What isn’t mentioned, however, is that Willett was one of 41 scientists and physicians who two years ago signed a letter to Food and Drug Administration commissioner Margaret Hamburg in support of a petition filed by the Center for Science in the Public Interest urging the FDA to set “safe limits” of “high fructose corn syrup and other sugars in soft drinks.” Or that Willett and his colleagues, according to a 2013 CSPI news release, have conducted epidemiology studies that strongly link consumption of such “sugary drinks” (which is the term commonly used to describe beverages sweetened with HFCS) to obesity, heart disease, diabetes, and gout.” Nor, of course, is there any reference to the various studies from leading universities and medical facilities showing that there are indeed sound scientific and health-related reasons for “tossing high fructose corn syrup off an ingredients list” – reasons that not only include obesity, heart disease and diabetes, but pancreatic cancer and non-alcoholic fatty liver disease, which is now becoming a major health problem.

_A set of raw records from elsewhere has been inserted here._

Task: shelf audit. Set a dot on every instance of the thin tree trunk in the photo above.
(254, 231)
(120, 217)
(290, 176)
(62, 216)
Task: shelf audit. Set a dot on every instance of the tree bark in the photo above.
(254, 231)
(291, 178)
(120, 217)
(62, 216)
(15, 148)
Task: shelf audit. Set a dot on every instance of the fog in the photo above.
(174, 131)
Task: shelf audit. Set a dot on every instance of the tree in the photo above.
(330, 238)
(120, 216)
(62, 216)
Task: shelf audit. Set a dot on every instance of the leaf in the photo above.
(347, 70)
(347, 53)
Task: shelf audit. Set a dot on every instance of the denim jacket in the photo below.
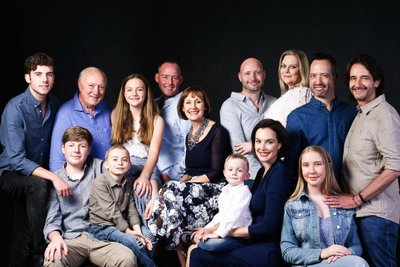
(300, 238)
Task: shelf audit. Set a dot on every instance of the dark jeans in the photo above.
(27, 240)
(379, 239)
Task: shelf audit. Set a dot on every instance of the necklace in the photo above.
(194, 139)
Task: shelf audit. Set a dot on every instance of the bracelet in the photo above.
(355, 201)
(361, 197)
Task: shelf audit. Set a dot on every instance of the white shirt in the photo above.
(234, 211)
(292, 99)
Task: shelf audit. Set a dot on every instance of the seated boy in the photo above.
(113, 215)
(234, 212)
(67, 222)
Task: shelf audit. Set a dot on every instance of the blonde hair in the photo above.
(329, 186)
(237, 156)
(122, 128)
(304, 68)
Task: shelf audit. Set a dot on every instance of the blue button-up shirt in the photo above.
(300, 239)
(72, 113)
(314, 124)
(70, 215)
(172, 152)
(25, 134)
(239, 115)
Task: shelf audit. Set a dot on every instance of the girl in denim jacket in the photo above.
(313, 233)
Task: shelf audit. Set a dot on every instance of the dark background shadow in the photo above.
(209, 39)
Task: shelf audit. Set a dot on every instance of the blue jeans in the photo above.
(379, 240)
(222, 244)
(111, 233)
(27, 240)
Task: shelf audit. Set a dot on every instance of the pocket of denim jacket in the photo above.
(300, 221)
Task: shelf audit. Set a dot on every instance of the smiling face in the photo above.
(322, 81)
(289, 71)
(117, 162)
(40, 81)
(266, 146)
(362, 84)
(135, 92)
(236, 171)
(252, 75)
(76, 152)
(193, 107)
(169, 79)
(313, 169)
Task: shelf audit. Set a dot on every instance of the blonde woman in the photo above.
(313, 233)
(293, 72)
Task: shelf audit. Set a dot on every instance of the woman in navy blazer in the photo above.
(270, 190)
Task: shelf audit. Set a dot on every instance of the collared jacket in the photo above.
(300, 237)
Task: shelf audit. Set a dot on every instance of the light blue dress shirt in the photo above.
(71, 113)
(172, 153)
(239, 116)
(25, 135)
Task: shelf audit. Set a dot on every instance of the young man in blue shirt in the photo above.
(25, 132)
(324, 121)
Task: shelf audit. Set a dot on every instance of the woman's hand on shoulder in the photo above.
(334, 252)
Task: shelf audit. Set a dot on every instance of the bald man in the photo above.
(242, 111)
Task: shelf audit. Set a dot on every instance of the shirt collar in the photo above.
(112, 181)
(243, 98)
(319, 105)
(78, 105)
(372, 104)
(32, 100)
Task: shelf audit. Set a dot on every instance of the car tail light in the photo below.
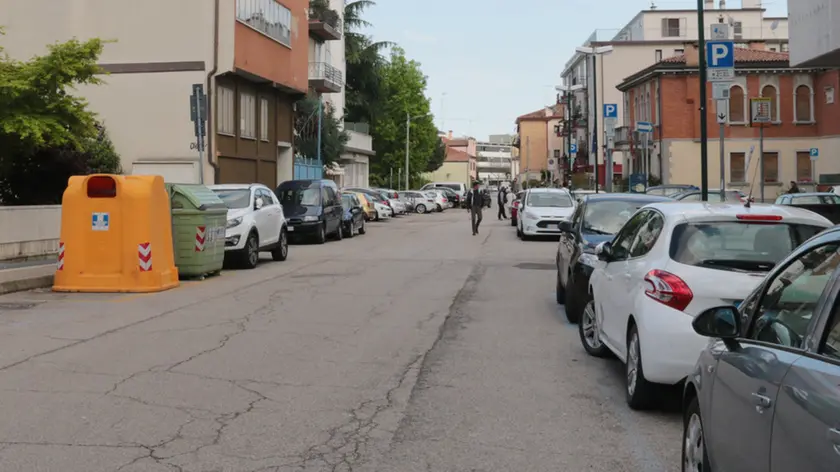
(668, 289)
(759, 217)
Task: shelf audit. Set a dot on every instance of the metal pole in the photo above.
(704, 131)
(407, 142)
(595, 115)
(761, 158)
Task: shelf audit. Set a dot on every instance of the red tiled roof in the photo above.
(743, 55)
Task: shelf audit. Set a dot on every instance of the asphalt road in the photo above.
(416, 347)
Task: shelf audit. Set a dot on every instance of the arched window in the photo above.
(769, 91)
(736, 105)
(802, 103)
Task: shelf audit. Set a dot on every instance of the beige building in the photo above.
(651, 36)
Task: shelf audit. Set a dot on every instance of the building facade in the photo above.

But those are risks that are likely overstated, according to another article to which a link is provided by CornNaturally.com – one appearing at the website BakeryandSnacks.com under the headline, “Naturally opposed? Balancing new technologies with consumer perceptions.”
This article talks about “Ingredient-based fears” (yes, the same ones the CRA has funded two separate studies on, as we’ve noted in previous blogs) often being the “result of exaggerations on the risk of the ingredient — like “leading to obesity or having unintended effects on the body” – and a “potential underestimation of any benefit the ingredient may provide,” with the examples cited being “possibly decreasing the price of products, extending their shelf life, etc.”
In other words, is it more important to you that an ingredient like HFCS might make you fat and have “unintended effects” in your body, or that a product containing it might “possibly” cost a bit less?
As for “extending shelf life,” that ‘s really not a purpose of adding HFCS, but rather of partially hydrogenated oil – the same additive that the Consumer Reports article warns might have its trans fat content misrepresented on the label.
Clearly, the CRA is now grasping at straws, if such flimsy and contradictory “insights” represent the best reasons it can come up with for why food companies shouldn’t continue dumping high fructose corn syrup overboard.